A simple way to inspect the three-objective front without extra
dependencies is a pairs plot:

```{r pairs-plot, fig.cap = "Pairwise projections of the three-objective Pareto front.", fig.width = 6, fig.height = 6}
front3 <- res_3obj$global_pareto[, c("objective_1", "objective_2", "objective_3")]
pairs(front3, pch = 19, col = "steelblue")
```

# Reproducibility

Every stochastic step inside `run_momst()` is controlled by the `seed`
argument.
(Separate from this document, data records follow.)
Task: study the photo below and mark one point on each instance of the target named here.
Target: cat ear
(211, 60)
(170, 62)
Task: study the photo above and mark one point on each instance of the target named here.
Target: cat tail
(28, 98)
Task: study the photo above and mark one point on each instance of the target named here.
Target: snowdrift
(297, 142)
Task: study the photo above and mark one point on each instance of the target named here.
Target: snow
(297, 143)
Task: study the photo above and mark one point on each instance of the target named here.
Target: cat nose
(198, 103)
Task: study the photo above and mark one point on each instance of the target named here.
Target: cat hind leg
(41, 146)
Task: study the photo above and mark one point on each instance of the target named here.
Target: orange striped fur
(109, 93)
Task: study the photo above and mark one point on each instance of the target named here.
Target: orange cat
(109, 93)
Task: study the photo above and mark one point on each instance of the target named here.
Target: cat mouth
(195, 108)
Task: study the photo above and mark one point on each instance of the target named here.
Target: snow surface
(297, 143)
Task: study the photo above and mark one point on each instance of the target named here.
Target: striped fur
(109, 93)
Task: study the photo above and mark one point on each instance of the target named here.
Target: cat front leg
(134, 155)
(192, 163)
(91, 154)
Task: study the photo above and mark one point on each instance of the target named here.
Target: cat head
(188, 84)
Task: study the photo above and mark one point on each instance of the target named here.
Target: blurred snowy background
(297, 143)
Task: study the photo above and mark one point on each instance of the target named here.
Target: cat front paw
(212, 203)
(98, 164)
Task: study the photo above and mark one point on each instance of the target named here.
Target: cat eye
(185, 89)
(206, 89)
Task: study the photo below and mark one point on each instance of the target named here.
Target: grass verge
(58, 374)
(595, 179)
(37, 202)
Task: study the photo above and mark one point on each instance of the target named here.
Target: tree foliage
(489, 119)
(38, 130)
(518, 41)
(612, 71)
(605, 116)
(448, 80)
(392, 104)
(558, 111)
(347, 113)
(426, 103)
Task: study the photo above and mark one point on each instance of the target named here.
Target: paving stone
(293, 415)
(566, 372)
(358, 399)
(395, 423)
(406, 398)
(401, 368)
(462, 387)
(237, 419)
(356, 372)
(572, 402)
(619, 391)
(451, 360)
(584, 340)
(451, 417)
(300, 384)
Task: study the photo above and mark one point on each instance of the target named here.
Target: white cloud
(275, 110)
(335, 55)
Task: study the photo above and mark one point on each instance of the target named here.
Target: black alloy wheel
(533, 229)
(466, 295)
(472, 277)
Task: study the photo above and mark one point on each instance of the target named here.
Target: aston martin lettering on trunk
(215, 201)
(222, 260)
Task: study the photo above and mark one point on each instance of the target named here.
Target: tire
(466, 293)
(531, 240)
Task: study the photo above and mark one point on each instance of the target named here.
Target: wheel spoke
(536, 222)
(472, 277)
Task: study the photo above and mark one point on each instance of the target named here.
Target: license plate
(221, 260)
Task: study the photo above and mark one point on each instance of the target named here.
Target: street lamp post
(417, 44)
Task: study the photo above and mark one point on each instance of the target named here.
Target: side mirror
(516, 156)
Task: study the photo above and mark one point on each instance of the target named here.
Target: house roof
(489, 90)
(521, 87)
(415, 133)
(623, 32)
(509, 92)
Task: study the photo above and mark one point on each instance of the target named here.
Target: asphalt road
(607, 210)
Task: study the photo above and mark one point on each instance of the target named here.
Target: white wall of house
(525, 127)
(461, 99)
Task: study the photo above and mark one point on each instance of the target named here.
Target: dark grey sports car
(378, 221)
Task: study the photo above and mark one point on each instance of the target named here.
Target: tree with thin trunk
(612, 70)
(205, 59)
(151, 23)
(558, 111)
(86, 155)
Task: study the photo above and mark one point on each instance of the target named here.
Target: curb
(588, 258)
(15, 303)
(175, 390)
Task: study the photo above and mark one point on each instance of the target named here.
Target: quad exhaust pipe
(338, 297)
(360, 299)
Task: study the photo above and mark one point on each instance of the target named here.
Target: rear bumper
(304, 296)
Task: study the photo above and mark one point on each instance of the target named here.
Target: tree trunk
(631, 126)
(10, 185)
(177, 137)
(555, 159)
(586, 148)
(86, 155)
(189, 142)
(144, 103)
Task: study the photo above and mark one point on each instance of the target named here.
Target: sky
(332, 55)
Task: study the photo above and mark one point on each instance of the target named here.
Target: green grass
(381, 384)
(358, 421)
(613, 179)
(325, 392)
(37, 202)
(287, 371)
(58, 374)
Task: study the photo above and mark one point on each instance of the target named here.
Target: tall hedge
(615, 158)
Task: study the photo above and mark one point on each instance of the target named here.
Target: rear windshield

Two calls with the same arguments and the same seed return
identical results:

```{r reproducibility}
a <- run_momst(n = 8, num_obj = 2, variant = "base",
               iterations = 1, pop_size = 20, max_generations = 15,
               verbose = FALSE, seed = 99)

b <- run_momst(n = 8, num_obj = 2, variant = "base",
               iterations = 1, pop_size = 20, max_generations = 15,
               verbose = FALSE, seed = 99)

identical(a$global_pareto, b$global_pareto)
```

# Where to go next

* `vignette("momst-variants", package = "momst")` runs the four solver
  variants on the same instance and compares their Pareto fronts both
  numerically and visually.
* `?run_momst` documents every argument of the main solver.
* `?plot_pareto_front` and `?plot_best_tree` document the plotting
  helpers.
* `?apply_local_search` documents the dispatcher used internally to
  call the local search operator selected by the `variant` argument.